6.12 Special matrix functions

This is an old version, view current version.

6.12.1 Softmax

The softmax function maps³ $y \in \mathbb{R}^K$ to the $K$ -simplex by $\text{softmax}(y) = \frac{\exp(y)} {\sum_{k=1}^K \exp(y_k)},$ where $\exp(y)$ is the componentwise exponentiation of $y$ . Softmax is usually calculated on the log scale, $\begin{eqnarray*} \log \text{softmax}(y) & = & \ y - \log \sum_{k=1}^K \exp(y_k) \\[4pt] & = & y - \mathrm{log\_sum\_exp}(y). \end{eqnarray*}$ where the vector $y$ minus the scalar $\mathrm{log\_sum\_exp}(y)$ subtracts the scalar from each component of $y$ .

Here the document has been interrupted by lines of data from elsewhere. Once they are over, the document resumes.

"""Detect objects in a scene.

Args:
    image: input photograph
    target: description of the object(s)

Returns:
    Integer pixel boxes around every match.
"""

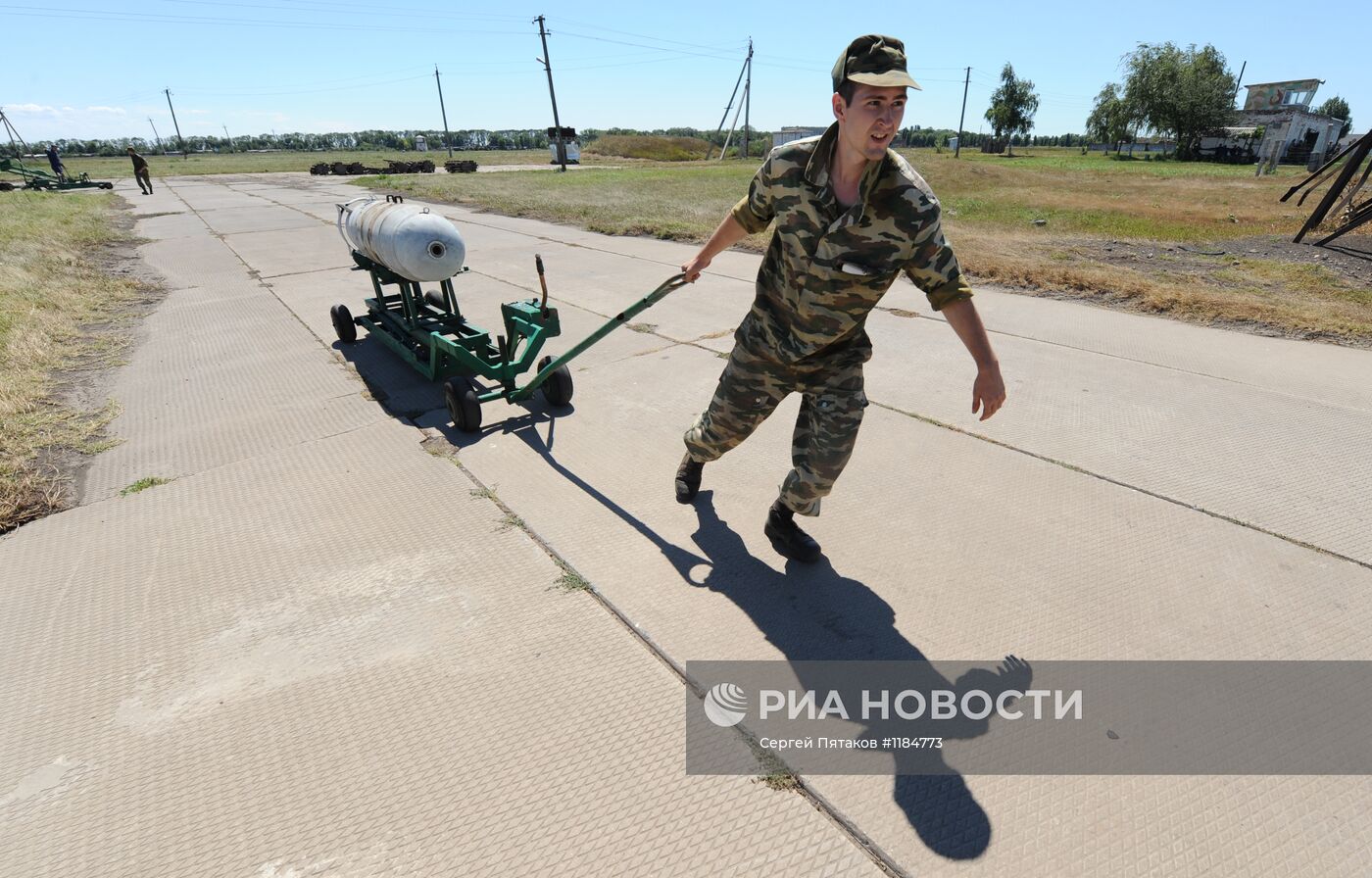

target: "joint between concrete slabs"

Stan provides the following functions for softmax and its log.

vector softmax(vector x)
The softmax of x
Available since 2.0

vector log_softmax(vector x)
The natural logarithm of the softmax of x
Available since 2.0

6.12.2 Cumulative sums

The cumulative sum of a sequence $x_1,\ldots,x_N$ is the sequence $y_1,\ldots,y_N$ , where $y_n = \sum_{m = 1}^{n} x_m.$

array[] real cumulative_sum(array[] real x)
The cumulative sum of x
Available since 2.0

vector cumulative_sum(vector v)
The cumulative sum of v
Available since 2.0

row_vector cumulative_sum(row_vector rv)
The cumulative sum of rv
Available since 2.0

The softmax function is so called because in the limit as $y_n \rightarrow \infty$ with $y_m$ for $m \neq n$ held constant, the result tends toward the “one-hot” vector $\theta$ with $\theta_n = 1$ and $\theta_m = 0$ for $m \neq n$ , thus providing a “soft” version of the maximum function.↩︎